Kenzo Tange, winner of the Pritzker Prize and designer of Tokyo's new City Hall complex, died on 22 March 2005.


Introducing
Kenzo Tange

(
1913 - 2005)
Kenzo Tange was born in 1913 in Osaka and lived in Imabari, Ehime prefecture until junior high school. After graduating from the University of Tokyo's Department of Architecture, he worked for four years in the office of Kunio Maekawa, an important disciple of Le Corbusier. In 1942 he entered the University of Tokyo Graduate School and became an assistant professor from 1946.

In 1949 Tange was selected as the winner for the design of the Peace Park and Peace Center of Hiroshima. In 1951, Tange presented his ideas about the Hiroshima core at the International Congress of Modern Architecture (CIAM) in London. He had the pleasure of meeting historical figures such as Le Corbusier, Walter Gropius, Jose Louis Sert and other great architects of the world.In the 1950's Tange was strongly influenced by Le Corbusier as well as by the Renaissance Master, Michelangelo.

He was also greatly influenced by traditional Japanese architecture, expressed in concrete in the Kagawa Prefectural Office, 1958. From the 1960's, the urbanist prevailed over the architect. The buildings Tange continued to plan were part of a spatial context concerned with great metropolitan areas. Such ideas into the nature of the urban structure were at the core of the Tokyo Plan, 1960, expressing a change from mere functionalism toward structuralism.

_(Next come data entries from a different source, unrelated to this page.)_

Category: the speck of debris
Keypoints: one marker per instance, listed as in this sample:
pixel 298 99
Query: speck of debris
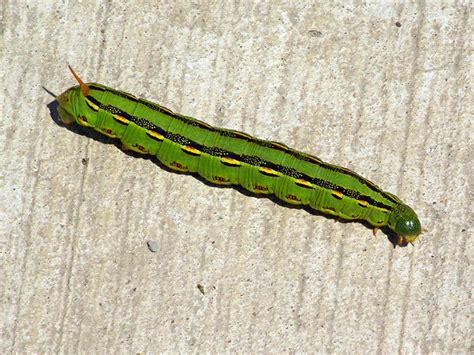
pixel 152 246
pixel 315 33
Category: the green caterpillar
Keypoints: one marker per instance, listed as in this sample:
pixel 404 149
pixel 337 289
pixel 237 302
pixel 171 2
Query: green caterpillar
pixel 227 157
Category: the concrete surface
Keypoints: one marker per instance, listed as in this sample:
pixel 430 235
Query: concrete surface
pixel 383 88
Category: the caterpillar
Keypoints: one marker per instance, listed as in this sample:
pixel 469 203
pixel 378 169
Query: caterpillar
pixel 228 157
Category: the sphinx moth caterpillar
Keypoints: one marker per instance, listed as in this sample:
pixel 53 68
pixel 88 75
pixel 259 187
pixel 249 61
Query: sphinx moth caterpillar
pixel 228 157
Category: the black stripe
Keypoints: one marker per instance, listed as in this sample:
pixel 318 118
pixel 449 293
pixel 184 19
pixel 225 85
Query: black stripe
pixel 251 160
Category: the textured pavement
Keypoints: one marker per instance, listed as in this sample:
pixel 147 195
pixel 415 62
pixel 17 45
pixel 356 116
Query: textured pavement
pixel 383 88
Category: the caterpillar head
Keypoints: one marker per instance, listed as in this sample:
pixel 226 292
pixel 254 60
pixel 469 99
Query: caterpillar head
pixel 405 223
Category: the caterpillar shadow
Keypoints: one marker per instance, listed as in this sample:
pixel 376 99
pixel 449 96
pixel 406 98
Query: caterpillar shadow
pixel 90 133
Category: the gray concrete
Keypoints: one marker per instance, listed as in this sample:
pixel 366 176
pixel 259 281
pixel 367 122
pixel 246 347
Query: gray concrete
pixel 344 81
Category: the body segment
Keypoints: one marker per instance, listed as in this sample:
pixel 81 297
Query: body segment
pixel 229 157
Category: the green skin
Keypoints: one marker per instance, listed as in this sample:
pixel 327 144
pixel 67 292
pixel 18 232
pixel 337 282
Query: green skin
pixel 228 157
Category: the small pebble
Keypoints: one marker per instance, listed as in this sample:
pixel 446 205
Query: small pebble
pixel 152 246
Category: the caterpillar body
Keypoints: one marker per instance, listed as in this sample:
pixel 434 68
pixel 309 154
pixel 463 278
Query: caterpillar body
pixel 228 157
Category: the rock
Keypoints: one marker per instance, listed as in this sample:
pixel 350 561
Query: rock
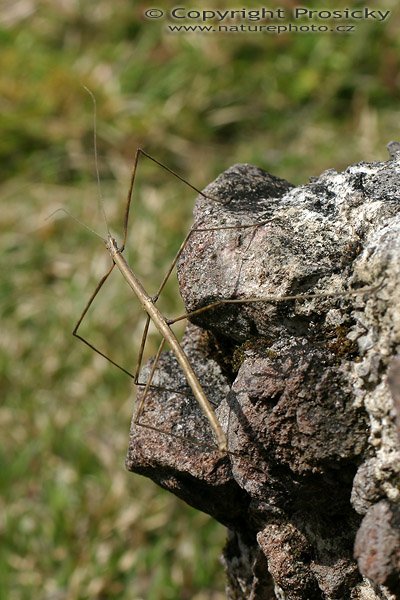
pixel 307 389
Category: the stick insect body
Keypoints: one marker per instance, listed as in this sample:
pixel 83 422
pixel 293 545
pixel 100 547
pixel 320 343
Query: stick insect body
pixel 159 321
pixel 148 303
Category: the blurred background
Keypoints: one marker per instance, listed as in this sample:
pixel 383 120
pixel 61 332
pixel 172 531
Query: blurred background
pixel 74 524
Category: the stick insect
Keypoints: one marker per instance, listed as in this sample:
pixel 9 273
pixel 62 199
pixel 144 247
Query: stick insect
pixel 148 303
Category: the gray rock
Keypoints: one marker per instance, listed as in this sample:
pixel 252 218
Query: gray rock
pixel 300 386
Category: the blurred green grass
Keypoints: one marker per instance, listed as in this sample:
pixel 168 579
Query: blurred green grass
pixel 74 524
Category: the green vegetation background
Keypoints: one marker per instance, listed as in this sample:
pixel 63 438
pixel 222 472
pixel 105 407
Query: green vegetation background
pixel 74 524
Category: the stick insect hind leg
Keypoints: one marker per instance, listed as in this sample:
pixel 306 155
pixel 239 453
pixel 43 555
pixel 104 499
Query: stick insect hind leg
pixel 154 314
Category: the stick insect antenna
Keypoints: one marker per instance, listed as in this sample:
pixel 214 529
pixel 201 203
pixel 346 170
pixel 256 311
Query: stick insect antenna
pixel 96 158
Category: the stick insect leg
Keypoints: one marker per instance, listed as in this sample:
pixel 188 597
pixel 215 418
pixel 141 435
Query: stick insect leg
pixel 84 312
pixel 272 298
pixel 148 383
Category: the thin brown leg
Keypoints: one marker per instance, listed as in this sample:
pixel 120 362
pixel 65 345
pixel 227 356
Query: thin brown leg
pixel 84 312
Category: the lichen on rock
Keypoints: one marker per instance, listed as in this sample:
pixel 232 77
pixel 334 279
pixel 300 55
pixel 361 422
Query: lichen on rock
pixel 301 386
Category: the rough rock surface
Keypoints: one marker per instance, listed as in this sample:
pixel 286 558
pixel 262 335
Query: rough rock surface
pixel 308 390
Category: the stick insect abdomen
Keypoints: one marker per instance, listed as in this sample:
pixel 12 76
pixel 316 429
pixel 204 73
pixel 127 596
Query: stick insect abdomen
pixel 167 333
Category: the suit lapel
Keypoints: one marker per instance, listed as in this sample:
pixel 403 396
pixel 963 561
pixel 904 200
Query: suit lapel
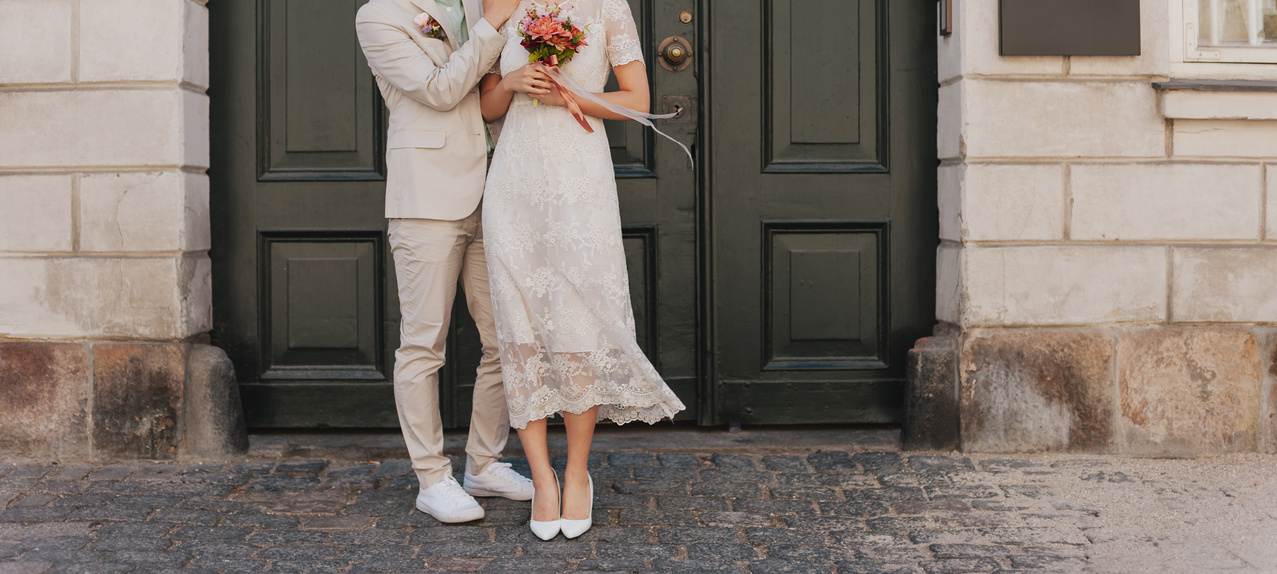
pixel 474 10
pixel 429 7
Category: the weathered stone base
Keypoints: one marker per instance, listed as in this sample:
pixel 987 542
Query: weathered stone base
pixel 1153 390
pixel 115 402
pixel 931 419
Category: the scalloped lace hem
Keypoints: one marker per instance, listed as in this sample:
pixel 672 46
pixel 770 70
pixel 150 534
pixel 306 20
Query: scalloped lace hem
pixel 609 409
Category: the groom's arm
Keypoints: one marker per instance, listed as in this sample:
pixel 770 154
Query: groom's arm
pixel 393 55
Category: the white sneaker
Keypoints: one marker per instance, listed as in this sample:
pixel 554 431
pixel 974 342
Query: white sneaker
pixel 499 480
pixel 447 503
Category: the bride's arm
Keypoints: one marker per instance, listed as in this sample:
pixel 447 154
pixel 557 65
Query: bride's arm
pixel 632 92
pixel 496 92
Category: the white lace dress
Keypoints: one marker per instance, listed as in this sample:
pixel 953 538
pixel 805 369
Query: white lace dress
pixel 552 235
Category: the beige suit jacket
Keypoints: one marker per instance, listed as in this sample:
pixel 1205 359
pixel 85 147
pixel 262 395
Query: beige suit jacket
pixel 437 152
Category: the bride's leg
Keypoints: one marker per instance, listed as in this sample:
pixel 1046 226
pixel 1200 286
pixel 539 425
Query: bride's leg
pixel 533 437
pixel 576 481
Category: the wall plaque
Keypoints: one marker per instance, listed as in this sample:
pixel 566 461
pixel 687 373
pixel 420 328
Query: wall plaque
pixel 1070 27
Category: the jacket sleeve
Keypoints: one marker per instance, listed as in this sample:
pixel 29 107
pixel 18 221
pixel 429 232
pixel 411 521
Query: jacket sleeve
pixel 395 56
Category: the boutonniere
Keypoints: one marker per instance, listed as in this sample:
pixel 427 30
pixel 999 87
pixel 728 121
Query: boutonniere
pixel 429 26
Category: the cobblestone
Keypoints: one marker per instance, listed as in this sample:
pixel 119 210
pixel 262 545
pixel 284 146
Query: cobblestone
pixel 824 511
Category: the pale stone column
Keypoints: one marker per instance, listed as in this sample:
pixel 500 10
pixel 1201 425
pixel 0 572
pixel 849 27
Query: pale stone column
pixel 105 278
pixel 1107 267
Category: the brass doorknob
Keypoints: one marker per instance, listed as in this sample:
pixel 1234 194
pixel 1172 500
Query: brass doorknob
pixel 674 54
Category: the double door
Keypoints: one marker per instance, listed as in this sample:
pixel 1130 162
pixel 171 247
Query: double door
pixel 763 283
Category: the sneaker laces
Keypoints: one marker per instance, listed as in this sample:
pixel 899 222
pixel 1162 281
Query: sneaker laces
pixel 505 472
pixel 452 494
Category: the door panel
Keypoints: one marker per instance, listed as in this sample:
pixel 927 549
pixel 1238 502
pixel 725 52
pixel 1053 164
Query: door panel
pixel 823 191
pixel 305 298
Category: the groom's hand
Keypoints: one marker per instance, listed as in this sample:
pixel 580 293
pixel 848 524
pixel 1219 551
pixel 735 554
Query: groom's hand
pixel 497 12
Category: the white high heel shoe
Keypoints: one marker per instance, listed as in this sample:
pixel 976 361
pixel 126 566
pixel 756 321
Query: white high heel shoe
pixel 545 529
pixel 575 528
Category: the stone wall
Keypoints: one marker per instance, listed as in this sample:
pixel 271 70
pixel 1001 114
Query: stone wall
pixel 104 226
pixel 1109 258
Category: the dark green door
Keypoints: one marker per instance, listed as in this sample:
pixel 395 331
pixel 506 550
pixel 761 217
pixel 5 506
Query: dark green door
pixel 821 147
pixel 304 288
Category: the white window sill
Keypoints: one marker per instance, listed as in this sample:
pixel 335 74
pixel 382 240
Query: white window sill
pixel 1217 100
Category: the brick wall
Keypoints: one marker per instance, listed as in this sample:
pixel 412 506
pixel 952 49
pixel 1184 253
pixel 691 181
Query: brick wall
pixel 104 223
pixel 1109 249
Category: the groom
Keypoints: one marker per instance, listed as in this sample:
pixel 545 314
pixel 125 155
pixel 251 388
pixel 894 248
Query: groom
pixel 428 56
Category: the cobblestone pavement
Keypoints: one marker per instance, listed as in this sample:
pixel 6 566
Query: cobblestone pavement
pixel 820 511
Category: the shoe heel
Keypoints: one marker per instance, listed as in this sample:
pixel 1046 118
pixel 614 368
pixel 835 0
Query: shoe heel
pixel 575 528
pixel 545 529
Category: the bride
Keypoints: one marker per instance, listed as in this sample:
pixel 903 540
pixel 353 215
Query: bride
pixel 552 234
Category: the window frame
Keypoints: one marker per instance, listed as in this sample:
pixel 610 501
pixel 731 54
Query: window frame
pixel 1193 53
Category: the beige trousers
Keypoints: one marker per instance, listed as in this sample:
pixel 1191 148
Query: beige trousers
pixel 429 257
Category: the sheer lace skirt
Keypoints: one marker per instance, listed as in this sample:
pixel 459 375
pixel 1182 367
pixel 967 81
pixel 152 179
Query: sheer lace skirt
pixel 557 271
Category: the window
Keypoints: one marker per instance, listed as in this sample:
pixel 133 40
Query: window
pixel 1235 31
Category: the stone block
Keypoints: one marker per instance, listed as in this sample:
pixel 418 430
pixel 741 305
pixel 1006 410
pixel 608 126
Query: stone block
pixel 23 60
pixel 1225 138
pixel 1061 119
pixel 44 389
pixel 1267 339
pixel 1032 390
pixel 92 128
pixel 1153 58
pixel 1188 390
pixel 949 180
pixel 132 40
pixel 138 399
pixel 194 44
pixel 133 211
pixel 1224 284
pixel 133 298
pixel 1166 201
pixel 194 129
pixel 1061 285
pixel 1215 105
pixel 950 125
pixel 931 395
pixel 197 293
pixel 215 416
pixel 37 212
pixel 1271 232
pixel 949 283
pixel 1013 202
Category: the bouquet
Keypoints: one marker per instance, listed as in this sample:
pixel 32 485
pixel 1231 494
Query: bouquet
pixel 551 40
pixel 549 37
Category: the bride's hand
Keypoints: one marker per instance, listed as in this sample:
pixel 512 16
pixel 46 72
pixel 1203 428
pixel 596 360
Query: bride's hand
pixel 529 79
pixel 552 99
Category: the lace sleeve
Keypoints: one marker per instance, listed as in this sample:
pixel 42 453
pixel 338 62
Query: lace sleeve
pixel 623 44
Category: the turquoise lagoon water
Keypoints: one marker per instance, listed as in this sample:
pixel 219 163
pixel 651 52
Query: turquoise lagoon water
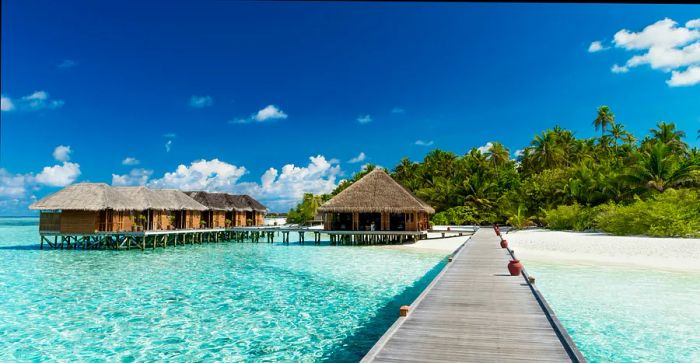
pixel 617 314
pixel 211 302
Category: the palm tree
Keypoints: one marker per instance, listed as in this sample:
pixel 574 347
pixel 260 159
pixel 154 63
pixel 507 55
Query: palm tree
pixel 618 132
pixel 666 133
pixel 498 154
pixel 604 118
pixel 659 169
pixel 546 150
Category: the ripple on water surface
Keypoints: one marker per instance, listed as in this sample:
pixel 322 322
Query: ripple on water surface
pixel 226 301
pixel 617 314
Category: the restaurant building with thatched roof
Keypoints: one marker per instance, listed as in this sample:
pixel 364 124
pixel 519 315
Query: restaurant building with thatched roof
pixel 376 202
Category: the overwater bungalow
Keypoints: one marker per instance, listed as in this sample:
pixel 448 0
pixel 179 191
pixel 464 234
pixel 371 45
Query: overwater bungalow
pixel 88 207
pixel 376 202
pixel 228 210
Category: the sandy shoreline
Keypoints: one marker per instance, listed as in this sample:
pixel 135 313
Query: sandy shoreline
pixel 671 254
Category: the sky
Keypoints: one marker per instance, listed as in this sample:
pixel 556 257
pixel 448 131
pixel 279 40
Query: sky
pixel 275 99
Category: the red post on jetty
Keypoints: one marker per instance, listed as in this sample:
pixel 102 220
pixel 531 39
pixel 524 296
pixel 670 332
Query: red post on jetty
pixel 515 267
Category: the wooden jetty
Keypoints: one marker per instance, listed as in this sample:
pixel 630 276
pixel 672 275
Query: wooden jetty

A further development of the idea of structuralism, set a deepened interest in space as it relates to humanity and its spiritual aspects. In the pursuit of a junction between human and technological elements, Tange's proposal was accepted for the design of the Tokyo Cathedral of Saint Mary and twenty or thirty different models were designed for the National Gymnasium Complex for use in the 1964 Olympic Games.At the beginning of the 1970's with a theme of "Human Progress and Harmony," Tange undertook the architectural design for EXPO '70 and the Festival Plaza, completed in late 1966.

Having designed the previous Tokyo City Hall in Marunouchi, Tange's design for the New Tokyo City Hall Complex was selected in 1986. His "Plan for Tokyo" was Tange's logical response to the nature of the urban structure that would permit growth and change. It received enormous attention world-wide for its new concepts of extending the growth of the city out over the bay, using bridges, man made islands, floating parking and megastructures. Symbolic of this period is the Fuji Television Bldg. in Odaiba, completed in 1996.